Since they’re Kosovo Roma, and they seem to be a subclade of a lineage at high frequency among Albanians, it stands to reason that at some point in history a group of Albanian men, or a Albanian man, was culturally assimilated into a Roma identity. From the earlier charts I posted using variation on autosomal loci, instead of just a uniparental lineage, that shouldn’t be too surprising. The interesting point, as Dienekes noted, is that despite the genetic variation the Roma are surprisingly similar culturally across Europe. In particular it is striking that they tend to continue speaking an Indo-Aryan language. It’s not like this is unprecedented though.
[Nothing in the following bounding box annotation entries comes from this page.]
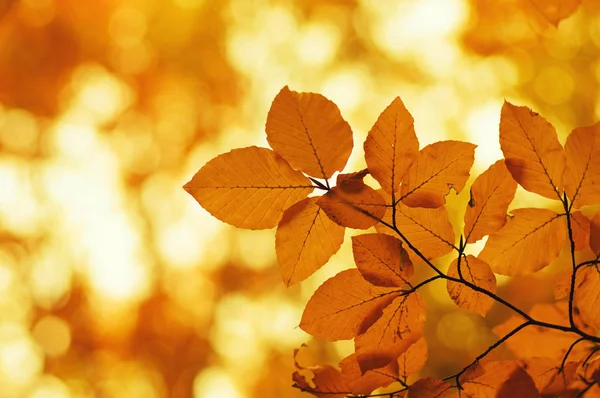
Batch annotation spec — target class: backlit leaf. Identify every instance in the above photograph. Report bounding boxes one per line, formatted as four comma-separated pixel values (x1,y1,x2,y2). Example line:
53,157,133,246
478,209,566,276
575,264,600,329
364,97,419,194
352,234,414,287
530,0,581,26
464,160,517,243
400,141,476,208
564,123,600,208
354,293,425,373
266,86,352,179
275,198,344,286
300,269,399,340
184,146,313,229
317,180,386,229
375,202,454,260
500,102,566,200
398,337,428,379
590,211,600,256
446,255,496,316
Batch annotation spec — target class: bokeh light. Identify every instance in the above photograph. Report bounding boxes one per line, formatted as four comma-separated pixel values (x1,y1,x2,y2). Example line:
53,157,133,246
0,0,600,398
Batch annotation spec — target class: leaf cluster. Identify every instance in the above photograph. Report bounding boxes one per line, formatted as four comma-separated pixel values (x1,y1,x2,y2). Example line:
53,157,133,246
185,87,600,398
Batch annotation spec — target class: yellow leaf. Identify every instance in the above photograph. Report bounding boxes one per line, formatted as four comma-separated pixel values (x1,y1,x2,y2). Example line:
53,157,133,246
478,209,567,276
364,97,419,194
266,86,352,179
446,255,496,316
464,160,517,243
500,102,566,200
184,146,313,229
275,198,344,286
400,141,476,208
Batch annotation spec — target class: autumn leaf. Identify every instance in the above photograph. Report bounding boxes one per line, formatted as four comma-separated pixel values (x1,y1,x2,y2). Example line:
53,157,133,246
407,377,452,398
392,337,428,380
275,198,344,286
364,97,419,195
340,354,398,394
184,146,313,229
500,102,566,200
300,269,399,340
564,123,600,209
400,141,476,208
317,179,386,229
478,209,566,276
266,86,352,179
375,196,455,260
575,264,600,329
354,292,425,373
590,211,600,256
446,255,496,316
565,211,590,251
352,234,414,287
530,0,581,26
464,160,517,243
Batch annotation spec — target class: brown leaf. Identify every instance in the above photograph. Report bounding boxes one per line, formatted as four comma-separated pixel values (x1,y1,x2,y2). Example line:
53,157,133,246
364,97,419,195
400,141,476,208
392,337,428,379
352,234,414,287
354,293,425,373
184,146,313,229
565,211,590,251
500,102,566,200
478,209,566,276
300,269,399,341
317,180,386,229
575,264,600,329
590,211,600,256
275,198,344,286
375,199,454,260
446,255,496,316
564,123,600,209
408,377,452,398
464,160,517,243
530,0,581,26
340,354,398,395
266,86,352,179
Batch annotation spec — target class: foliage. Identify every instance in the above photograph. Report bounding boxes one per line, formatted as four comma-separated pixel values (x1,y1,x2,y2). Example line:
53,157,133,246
185,87,600,398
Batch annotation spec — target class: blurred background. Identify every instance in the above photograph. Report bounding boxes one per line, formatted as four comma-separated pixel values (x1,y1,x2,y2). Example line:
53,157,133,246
0,0,600,398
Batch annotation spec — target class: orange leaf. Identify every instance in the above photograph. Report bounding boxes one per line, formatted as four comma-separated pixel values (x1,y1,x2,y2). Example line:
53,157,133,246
565,211,590,251
300,269,399,341
317,180,386,229
408,377,452,398
564,123,600,209
398,337,427,379
275,198,344,286
354,293,425,373
364,97,419,194
575,264,600,329
184,146,313,229
462,361,539,398
340,354,398,395
446,255,496,316
400,141,477,208
590,211,600,256
494,302,589,361
266,86,352,179
478,209,566,276
500,102,566,200
530,0,581,26
375,203,454,260
352,234,414,287
465,160,517,243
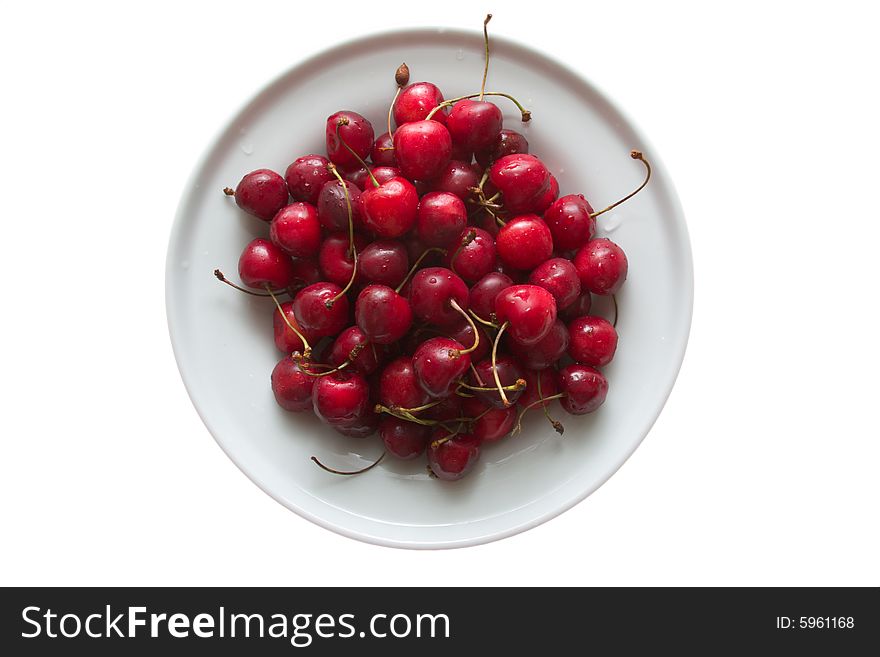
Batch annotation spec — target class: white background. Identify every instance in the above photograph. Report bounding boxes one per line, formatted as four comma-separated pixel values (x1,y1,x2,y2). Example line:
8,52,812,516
0,0,880,586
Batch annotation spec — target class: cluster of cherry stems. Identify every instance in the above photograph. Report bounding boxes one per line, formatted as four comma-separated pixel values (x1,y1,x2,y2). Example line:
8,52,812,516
215,17,651,480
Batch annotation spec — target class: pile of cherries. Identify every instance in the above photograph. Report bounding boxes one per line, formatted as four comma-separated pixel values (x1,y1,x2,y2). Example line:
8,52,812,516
214,17,651,480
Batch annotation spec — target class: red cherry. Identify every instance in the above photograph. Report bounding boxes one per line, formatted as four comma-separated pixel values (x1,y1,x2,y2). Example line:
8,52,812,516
379,415,431,460
284,155,335,205
544,194,596,251
529,258,581,311
392,82,447,126
428,427,480,481
293,282,349,338
354,285,413,344
489,153,550,213
416,192,467,248
394,121,452,180
446,99,502,152
358,240,409,287
224,169,289,221
326,110,373,168
360,177,419,238
495,285,556,345
379,356,430,408
238,237,294,290
272,356,315,413
312,370,370,425
574,237,628,294
269,203,321,258
495,214,553,269
370,132,397,167
559,363,608,415
409,267,468,327
568,315,617,367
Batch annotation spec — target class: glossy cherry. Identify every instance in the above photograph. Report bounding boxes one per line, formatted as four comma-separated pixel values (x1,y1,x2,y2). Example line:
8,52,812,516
574,237,628,294
495,285,556,345
284,154,334,205
238,237,294,290
559,363,608,415
354,285,413,344
568,315,617,367
269,202,321,258
223,169,289,221
394,121,452,180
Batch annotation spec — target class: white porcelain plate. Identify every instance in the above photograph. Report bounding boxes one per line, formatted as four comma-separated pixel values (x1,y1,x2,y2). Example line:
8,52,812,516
166,30,693,548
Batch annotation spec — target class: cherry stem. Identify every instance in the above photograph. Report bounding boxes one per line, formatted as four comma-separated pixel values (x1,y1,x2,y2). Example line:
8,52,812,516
324,164,357,310
590,151,651,218
312,452,387,476
336,116,379,187
480,14,492,100
449,228,477,275
449,299,480,358
424,91,532,123
394,246,446,294
266,285,312,359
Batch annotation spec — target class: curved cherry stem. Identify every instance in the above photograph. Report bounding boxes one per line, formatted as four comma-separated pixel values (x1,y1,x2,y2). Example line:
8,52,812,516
480,14,492,100
312,452,388,476
590,151,651,218
266,285,312,359
336,116,379,187
424,91,532,123
394,246,446,294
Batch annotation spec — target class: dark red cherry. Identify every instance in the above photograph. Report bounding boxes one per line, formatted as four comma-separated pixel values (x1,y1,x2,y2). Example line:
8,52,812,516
271,356,315,413
238,237,294,290
469,354,525,408
360,177,419,238
559,363,608,415
517,367,559,408
318,231,367,287
284,155,336,205
272,301,315,354
416,192,467,248
568,315,617,367
446,99,502,152
508,319,570,370
461,397,517,443
354,285,412,344
227,169,289,221
489,153,550,213
394,121,452,180
495,285,556,345
379,356,431,408
495,214,553,269
544,194,596,251
413,338,471,398
312,370,370,425
428,427,480,481
430,159,480,201
269,203,321,258
574,237,628,294
318,178,361,232
370,132,397,167
392,82,448,126
379,415,431,460
468,271,513,316
327,326,384,376
326,110,373,168
409,267,468,327
358,240,409,287
293,282,349,337
529,258,581,311
474,130,529,167
446,227,497,283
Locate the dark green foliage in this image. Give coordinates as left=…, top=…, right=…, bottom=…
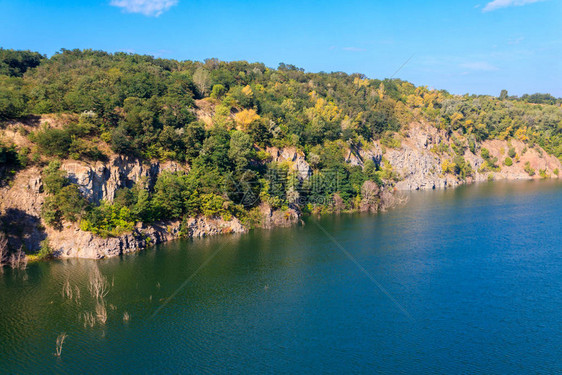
left=0, top=143, right=23, bottom=185
left=0, top=48, right=45, bottom=77
left=41, top=161, right=88, bottom=228
left=0, top=49, right=562, bottom=236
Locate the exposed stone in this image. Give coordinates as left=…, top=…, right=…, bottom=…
left=61, top=155, right=189, bottom=203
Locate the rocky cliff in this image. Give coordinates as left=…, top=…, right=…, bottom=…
left=0, top=119, right=562, bottom=258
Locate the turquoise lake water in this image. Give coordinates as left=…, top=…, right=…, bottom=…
left=0, top=181, right=562, bottom=374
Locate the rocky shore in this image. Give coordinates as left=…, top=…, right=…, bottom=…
left=0, top=123, right=562, bottom=258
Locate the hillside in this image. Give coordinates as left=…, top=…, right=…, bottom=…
left=0, top=50, right=562, bottom=261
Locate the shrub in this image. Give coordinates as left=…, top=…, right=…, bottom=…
left=507, top=147, right=517, bottom=158
left=524, top=162, right=535, bottom=176
left=37, top=239, right=53, bottom=259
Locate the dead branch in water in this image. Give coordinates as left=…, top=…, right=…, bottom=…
left=96, top=300, right=107, bottom=324
left=9, top=248, right=27, bottom=269
left=88, top=268, right=109, bottom=301
left=81, top=311, right=96, bottom=328
left=55, top=332, right=68, bottom=357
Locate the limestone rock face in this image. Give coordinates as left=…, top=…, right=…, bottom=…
left=266, top=147, right=312, bottom=180
left=260, top=203, right=300, bottom=228
left=62, top=155, right=188, bottom=203
left=48, top=217, right=246, bottom=259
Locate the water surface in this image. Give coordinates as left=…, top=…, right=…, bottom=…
left=0, top=181, right=562, bottom=374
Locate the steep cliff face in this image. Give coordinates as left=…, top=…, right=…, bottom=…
left=61, top=155, right=189, bottom=202
left=265, top=147, right=312, bottom=180
left=371, top=123, right=562, bottom=190
left=0, top=156, right=247, bottom=258
left=47, top=217, right=243, bottom=259
left=0, top=123, right=562, bottom=258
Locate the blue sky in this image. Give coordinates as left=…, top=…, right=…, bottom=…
left=0, top=0, right=562, bottom=96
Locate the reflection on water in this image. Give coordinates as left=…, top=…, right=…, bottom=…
left=0, top=181, right=562, bottom=373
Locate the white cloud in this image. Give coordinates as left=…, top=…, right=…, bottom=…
left=109, top=0, right=178, bottom=17
left=482, top=0, right=543, bottom=12
left=342, top=47, right=366, bottom=52
left=461, top=61, right=499, bottom=72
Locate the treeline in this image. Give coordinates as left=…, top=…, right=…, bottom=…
left=0, top=49, right=562, bottom=241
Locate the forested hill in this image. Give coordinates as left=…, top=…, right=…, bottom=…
left=0, top=49, right=562, bottom=261
left=0, top=50, right=562, bottom=161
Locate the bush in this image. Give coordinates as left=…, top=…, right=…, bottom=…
left=507, top=147, right=517, bottom=158
left=37, top=239, right=53, bottom=259
left=524, top=162, right=535, bottom=176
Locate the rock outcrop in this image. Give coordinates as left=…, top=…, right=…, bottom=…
left=48, top=217, right=246, bottom=259
left=0, top=119, right=562, bottom=258
left=61, top=155, right=189, bottom=202
left=265, top=147, right=312, bottom=180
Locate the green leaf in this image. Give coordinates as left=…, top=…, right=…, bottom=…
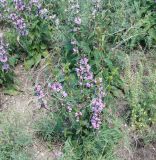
left=3, top=88, right=19, bottom=96
left=33, top=53, right=41, bottom=65
left=24, top=58, right=35, bottom=70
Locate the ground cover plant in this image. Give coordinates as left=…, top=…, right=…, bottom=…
left=0, top=0, right=156, bottom=160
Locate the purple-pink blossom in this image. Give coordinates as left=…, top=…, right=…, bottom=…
left=74, top=17, right=81, bottom=25
left=49, top=82, right=63, bottom=92
left=35, top=85, right=45, bottom=99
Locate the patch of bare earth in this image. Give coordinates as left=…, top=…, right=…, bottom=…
left=0, top=65, right=61, bottom=160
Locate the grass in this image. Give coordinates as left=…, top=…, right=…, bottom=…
left=0, top=0, right=156, bottom=160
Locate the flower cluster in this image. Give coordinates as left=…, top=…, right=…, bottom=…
left=75, top=112, right=82, bottom=122
left=30, top=0, right=41, bottom=8
left=92, top=0, right=101, bottom=18
left=13, top=0, right=26, bottom=11
left=10, top=13, right=28, bottom=36
left=69, top=1, right=82, bottom=54
left=0, top=0, right=7, bottom=7
left=76, top=57, right=93, bottom=88
left=35, top=85, right=45, bottom=99
left=91, top=78, right=105, bottom=129
left=39, top=8, right=48, bottom=19
left=0, top=42, right=9, bottom=71
left=49, top=82, right=68, bottom=97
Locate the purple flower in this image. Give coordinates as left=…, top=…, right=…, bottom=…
left=35, top=85, right=45, bottom=99
left=49, top=82, right=63, bottom=92
left=92, top=98, right=105, bottom=113
left=10, top=13, right=28, bottom=36
left=2, top=63, right=9, bottom=71
left=75, top=112, right=82, bottom=122
left=67, top=106, right=72, bottom=113
left=0, top=44, right=8, bottom=63
left=91, top=114, right=101, bottom=129
left=14, top=0, right=25, bottom=11
left=74, top=17, right=81, bottom=25
left=0, top=0, right=7, bottom=7
left=61, top=91, right=68, bottom=97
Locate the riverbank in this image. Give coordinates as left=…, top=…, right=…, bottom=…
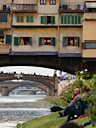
left=17, top=112, right=93, bottom=128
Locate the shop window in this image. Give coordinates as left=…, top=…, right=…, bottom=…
left=62, top=37, right=80, bottom=46
left=50, top=0, right=56, bottom=5
left=40, top=0, right=46, bottom=5
left=39, top=37, right=56, bottom=46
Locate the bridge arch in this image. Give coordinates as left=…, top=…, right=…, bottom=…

Some commenters have already observed striking analogies between Gypsies and Jews genetically and culturally, or at least in terms of the ethnogenesis of both groups as genetic and cultural compounds on the European scene. The analogy is tight enough that you have papers such as Multiple Origins of Ashkenazi Levites: Y Chromosome Evidence for Both Near Eastern and European Ancestries, which I believe will be recapitulated for the Gypsies broadly, and even the particular subset who are termed Roma.